After Lydia weaned off of her medication, she started to lose weight, her face changed, and her body started to feel “normal” again. “My biggest symptom that I am thankful went away was my literally going crazy feeling,” said Lydia. “I am very thankful that I was able to catch it early enough so that this awful disease didn’t leave me with any lifelong complications.”

Lydia, like many pituitary tumor patients, still has lingering feelings of anxiety and frustration with the long road from initial symptoms to diagnosis. It takes the average pituitary tumor patient 5-8 years to be properly diagnosed. Lydia and her mother were extremely proactive and still spent 18 months looking for answers. Lydia went to her primary care provider, her OB, a second OB, and two endocrinologists before she had a proper diagnosis. “Cushing’s disease can mimic many other vastly common medical disorders and is often misdiagnosed or mistaken for something else such as diabetes, hypertension, obesity, infertility, depression, or autoimmune disorders,” said Dr. Oyesiku. “Making the diagnosis requires expert clinical acumen supported by sophisticated medical tests, and many of these tests have to be repeated to confirm the diagnosis.”
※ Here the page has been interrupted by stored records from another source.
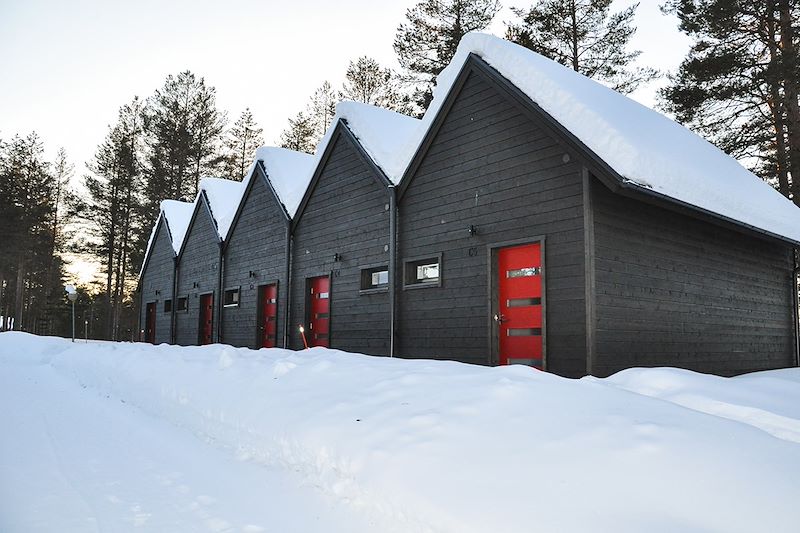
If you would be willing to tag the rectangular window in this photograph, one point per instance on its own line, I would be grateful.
(375, 278)
(231, 298)
(423, 272)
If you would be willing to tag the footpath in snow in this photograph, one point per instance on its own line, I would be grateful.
(132, 437)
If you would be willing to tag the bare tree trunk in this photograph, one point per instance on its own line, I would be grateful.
(3, 317)
(20, 303)
(790, 94)
(775, 103)
(110, 260)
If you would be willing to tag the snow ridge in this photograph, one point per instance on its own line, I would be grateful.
(445, 446)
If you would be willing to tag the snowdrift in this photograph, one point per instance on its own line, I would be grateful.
(448, 447)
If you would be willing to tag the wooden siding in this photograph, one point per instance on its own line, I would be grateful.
(256, 243)
(672, 290)
(158, 276)
(491, 166)
(346, 214)
(198, 264)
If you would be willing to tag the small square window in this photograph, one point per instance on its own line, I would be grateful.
(375, 278)
(423, 272)
(231, 297)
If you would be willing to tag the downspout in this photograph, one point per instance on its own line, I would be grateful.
(795, 309)
(392, 266)
(220, 296)
(172, 316)
(288, 277)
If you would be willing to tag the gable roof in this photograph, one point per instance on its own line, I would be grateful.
(645, 150)
(175, 216)
(383, 134)
(223, 198)
(375, 133)
(288, 172)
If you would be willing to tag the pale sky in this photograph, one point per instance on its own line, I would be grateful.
(66, 66)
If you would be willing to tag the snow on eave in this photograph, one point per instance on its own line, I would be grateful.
(223, 198)
(176, 216)
(381, 132)
(647, 150)
(289, 172)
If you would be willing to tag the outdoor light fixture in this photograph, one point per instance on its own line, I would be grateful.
(72, 295)
(303, 335)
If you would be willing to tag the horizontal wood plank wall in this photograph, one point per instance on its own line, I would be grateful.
(492, 167)
(346, 214)
(158, 276)
(676, 291)
(257, 243)
(199, 263)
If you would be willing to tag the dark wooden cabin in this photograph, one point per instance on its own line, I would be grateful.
(156, 280)
(198, 266)
(340, 251)
(255, 267)
(509, 238)
(518, 244)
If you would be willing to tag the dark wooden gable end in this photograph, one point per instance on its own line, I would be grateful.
(340, 229)
(675, 290)
(633, 278)
(490, 174)
(197, 272)
(156, 281)
(254, 256)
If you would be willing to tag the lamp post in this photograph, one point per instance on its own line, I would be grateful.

Because Cushing’s disease is so rare, many of the providers that initially saw Lydia dismissed it. After her surgery, Lydia returned to her OB office in Florida for her annual exam and was seen by the OB that told her that her symptoms were “all in her head”. “I told him, ‘Remember that you blew me off? I had a brain tumor that caused Cushing’s disease,’” said Lydia. “He told me that in all his years practicing, he had never had a patient with an endocrine disorder caused by a pituitary tumor.”

Lydia’s story and other pituitary tumor patient stories serve as a reminder that while Cushing’s disease is rare, it is worth ruling out when a patient complains of these symptoms. “Part of the problem is that people just do not have access to good doctors,” said Jeanne. “If we had not had that endocrinologist, I don’t know how much longer it would have taken. It makes me sad that other women and even men can have it for so long because they cannot figure out what is going on.”

Both Jeanne and Lydia are thankful that the surgery was a success, but the symptoms and long road to a diagnosis left Lydia with a few emotional scars. “I’m fine and healthy on paper, but still battling the mental aspects and the toll it took on me,” said Lydia. “Sometimes I feel resentful because it took away a year and a half of my life. I feel very blessed to be on the other side of this disease, but I’m ready to not be a patient anymore.”